Placing the wood up against the drill press as far as it can go. This gives me one easy way to measure where each hole should be. The wood is pressed up as far as possible to the press on the longer sides, no measuring needed. Then deciding how far in on the short sides I want the hole to go.
I decided on 4 inches in. Marking where each hole should be. Slowly pushing the drill press into the spot. Creating a hole all the way through to the other side. A regular drill would have worked as well, with the correct drill bit end.I did four holes on one board that will be the cable and DVD box shelf. There may be a few spots to sand and stain again after the drilling is done, really easy to correct if some of the stain is rubbed off.
The next step is putting it all together. I simply slid the longer legs into the hole. Then set the top board over the holes. Tracing where they hit the top board. This shows me where to attach the top base of the pipes. Then connecting the shorter pipes to the circular base.
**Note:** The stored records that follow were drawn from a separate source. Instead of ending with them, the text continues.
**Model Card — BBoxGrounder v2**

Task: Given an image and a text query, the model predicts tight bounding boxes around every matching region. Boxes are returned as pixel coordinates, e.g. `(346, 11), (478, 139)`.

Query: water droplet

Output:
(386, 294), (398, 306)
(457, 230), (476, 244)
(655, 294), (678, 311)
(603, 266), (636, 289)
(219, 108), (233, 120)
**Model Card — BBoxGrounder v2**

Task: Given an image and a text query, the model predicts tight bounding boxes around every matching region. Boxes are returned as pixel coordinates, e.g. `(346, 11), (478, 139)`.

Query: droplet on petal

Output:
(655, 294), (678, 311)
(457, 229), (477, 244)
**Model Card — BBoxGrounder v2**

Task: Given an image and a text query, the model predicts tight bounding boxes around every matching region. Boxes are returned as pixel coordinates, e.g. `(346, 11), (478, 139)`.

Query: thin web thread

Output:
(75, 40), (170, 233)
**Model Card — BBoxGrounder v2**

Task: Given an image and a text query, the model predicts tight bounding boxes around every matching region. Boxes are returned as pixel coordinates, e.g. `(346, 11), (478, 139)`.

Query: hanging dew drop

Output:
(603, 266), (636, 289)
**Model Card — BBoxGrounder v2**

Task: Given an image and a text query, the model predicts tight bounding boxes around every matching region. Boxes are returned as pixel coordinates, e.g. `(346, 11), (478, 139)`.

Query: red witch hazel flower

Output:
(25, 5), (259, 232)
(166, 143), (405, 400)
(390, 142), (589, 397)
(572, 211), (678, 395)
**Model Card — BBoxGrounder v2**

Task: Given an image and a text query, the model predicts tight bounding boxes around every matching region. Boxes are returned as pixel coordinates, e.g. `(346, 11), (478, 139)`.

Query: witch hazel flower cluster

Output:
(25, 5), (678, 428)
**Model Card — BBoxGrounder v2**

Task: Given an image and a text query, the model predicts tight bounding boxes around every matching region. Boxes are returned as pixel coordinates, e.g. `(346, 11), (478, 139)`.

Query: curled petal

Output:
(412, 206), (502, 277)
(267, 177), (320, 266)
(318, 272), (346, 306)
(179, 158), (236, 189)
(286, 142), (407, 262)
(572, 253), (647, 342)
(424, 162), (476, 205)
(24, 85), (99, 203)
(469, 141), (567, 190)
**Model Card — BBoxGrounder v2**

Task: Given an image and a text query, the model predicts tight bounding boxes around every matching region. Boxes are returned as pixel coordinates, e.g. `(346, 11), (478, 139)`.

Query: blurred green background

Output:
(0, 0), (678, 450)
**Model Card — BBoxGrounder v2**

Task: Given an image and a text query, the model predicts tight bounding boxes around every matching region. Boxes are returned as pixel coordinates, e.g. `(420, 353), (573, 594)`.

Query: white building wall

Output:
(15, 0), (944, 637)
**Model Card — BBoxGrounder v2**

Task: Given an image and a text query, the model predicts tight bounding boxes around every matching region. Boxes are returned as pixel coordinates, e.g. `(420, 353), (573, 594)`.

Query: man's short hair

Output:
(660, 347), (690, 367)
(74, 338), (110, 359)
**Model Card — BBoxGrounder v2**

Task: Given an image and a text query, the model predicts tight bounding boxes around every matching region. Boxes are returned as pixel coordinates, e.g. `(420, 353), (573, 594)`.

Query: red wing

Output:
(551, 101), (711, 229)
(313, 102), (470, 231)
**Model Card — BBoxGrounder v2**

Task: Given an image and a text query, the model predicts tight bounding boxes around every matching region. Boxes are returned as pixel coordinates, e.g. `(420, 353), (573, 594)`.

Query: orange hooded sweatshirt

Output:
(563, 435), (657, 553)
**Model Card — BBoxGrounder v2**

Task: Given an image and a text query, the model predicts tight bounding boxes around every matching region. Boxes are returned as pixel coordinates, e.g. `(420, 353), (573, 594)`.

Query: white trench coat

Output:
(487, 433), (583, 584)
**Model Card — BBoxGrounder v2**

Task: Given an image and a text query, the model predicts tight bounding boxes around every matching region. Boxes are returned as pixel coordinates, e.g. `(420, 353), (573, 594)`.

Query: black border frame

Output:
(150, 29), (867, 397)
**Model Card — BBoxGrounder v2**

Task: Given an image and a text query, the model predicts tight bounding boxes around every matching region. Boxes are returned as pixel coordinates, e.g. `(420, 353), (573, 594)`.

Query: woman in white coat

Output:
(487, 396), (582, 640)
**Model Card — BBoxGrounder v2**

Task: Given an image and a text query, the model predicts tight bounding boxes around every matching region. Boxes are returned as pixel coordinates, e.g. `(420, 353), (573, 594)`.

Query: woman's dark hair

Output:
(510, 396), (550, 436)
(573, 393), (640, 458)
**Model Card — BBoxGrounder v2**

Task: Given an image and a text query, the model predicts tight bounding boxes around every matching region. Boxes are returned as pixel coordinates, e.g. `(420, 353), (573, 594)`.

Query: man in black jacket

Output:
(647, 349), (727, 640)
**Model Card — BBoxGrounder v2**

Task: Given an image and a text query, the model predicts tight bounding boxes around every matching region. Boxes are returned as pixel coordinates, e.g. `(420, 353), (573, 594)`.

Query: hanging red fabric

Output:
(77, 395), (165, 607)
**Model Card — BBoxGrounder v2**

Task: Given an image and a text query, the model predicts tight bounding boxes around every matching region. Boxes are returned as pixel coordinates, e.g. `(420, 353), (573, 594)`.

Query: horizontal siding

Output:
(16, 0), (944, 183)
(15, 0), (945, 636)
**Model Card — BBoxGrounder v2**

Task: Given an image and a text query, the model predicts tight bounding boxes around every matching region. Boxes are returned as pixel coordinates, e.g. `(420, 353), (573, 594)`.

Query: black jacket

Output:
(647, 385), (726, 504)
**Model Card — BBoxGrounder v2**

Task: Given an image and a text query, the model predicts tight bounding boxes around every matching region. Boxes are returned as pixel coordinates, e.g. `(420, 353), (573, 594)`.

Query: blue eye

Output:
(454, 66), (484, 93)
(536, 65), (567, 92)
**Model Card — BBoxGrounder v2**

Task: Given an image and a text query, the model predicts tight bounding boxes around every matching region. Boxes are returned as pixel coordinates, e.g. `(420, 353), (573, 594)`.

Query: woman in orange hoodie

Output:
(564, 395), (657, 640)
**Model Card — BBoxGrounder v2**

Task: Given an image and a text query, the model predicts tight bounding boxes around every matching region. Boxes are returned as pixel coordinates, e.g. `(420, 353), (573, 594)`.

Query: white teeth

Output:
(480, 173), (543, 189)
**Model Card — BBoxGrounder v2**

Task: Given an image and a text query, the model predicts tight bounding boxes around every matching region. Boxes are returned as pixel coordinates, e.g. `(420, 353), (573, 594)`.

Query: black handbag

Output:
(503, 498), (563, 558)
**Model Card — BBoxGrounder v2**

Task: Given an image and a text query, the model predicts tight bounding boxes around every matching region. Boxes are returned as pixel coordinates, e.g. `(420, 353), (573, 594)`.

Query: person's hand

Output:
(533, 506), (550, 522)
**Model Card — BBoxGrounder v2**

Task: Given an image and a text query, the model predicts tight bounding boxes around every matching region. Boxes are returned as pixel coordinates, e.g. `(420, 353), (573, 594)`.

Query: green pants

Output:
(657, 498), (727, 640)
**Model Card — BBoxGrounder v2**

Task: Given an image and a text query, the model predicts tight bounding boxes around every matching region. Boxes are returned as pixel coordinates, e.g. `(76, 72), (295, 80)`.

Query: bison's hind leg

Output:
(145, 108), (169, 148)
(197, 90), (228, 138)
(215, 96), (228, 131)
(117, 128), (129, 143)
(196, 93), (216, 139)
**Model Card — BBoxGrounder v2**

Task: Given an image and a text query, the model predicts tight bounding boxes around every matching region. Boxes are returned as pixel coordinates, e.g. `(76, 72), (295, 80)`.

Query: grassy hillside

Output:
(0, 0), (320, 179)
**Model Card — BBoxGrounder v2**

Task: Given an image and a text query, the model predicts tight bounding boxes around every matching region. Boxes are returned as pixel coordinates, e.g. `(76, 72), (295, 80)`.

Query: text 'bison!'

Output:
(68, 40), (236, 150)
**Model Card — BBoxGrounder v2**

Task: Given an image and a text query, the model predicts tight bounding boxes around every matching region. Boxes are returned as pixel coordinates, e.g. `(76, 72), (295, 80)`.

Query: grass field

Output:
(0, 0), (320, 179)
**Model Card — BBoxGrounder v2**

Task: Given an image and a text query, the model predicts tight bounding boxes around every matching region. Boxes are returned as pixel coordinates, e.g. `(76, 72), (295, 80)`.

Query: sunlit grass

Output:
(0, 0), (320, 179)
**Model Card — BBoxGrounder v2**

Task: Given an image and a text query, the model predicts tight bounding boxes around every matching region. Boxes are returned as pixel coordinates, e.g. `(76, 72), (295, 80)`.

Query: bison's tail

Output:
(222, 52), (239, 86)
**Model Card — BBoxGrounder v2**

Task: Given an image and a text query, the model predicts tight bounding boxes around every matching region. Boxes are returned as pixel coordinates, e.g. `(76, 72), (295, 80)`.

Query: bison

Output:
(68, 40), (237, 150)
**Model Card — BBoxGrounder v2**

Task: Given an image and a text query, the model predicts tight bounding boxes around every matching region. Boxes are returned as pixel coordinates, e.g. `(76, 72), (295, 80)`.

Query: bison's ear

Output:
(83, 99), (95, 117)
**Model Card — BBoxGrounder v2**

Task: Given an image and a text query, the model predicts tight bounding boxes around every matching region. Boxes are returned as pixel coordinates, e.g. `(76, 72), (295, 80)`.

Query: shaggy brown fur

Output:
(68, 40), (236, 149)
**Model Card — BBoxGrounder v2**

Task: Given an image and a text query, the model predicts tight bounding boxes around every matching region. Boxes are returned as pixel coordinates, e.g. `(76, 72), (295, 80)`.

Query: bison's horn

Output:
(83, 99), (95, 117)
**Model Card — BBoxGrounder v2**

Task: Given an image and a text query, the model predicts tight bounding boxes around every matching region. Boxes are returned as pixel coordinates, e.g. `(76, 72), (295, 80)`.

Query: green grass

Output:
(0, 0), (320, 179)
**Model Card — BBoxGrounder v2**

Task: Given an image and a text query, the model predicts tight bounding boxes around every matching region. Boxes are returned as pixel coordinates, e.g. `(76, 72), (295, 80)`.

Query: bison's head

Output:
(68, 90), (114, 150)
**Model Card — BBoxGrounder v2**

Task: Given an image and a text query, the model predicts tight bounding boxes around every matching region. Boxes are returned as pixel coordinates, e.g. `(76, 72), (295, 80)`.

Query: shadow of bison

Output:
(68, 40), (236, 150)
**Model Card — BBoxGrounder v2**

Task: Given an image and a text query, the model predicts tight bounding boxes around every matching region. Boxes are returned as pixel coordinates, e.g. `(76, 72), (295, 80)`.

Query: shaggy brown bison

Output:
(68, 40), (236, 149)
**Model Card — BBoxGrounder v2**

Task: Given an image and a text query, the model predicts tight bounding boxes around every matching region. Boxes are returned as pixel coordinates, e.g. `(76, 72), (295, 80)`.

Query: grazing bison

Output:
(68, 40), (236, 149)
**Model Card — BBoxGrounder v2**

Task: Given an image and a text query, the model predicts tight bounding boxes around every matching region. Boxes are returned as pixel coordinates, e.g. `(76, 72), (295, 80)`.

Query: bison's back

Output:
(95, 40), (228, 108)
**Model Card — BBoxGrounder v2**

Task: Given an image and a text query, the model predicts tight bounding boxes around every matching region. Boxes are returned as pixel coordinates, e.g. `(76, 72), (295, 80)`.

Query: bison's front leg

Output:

Be sure to get screws small enough for the width of your board. I needed to get special screws because the boards are somewhat skinny. And still had to be careful not to screw it too far and puncture the other side of the wood.
With the top four smaller pipes attached. I had a pipe connector that would sit right at the bottom of the lower board. Securing the board and the pipes together. Turning the pipes until they are connected snugly together.
Once they were connected I added small bottoms to the four legs, putting the cap on the bottoms. I was done. I set my TV and necessary equipment up and have a great industrial TV stand.
If I had purchased this it would have been a few hundred dollar at least. I spent total $63 on this. I like that it is customizable to me and my needs. I could make it as tall, deep, or bulky as I wanted. Each person has a different room and needs within that room. Being able to create exactly what you need is much easier than making something work. Also, finding a way to get just what I wanted without spending as much is always a plus.
Finding a way to have industrial and warm mesh together is a great thing. Sometimes industrial with furniture can feel cold. The dark wood brings out a homey feel to the piece. And the simplicity of the TV stand allows it to work in a contemporary space just as nicely as a rustic or country space.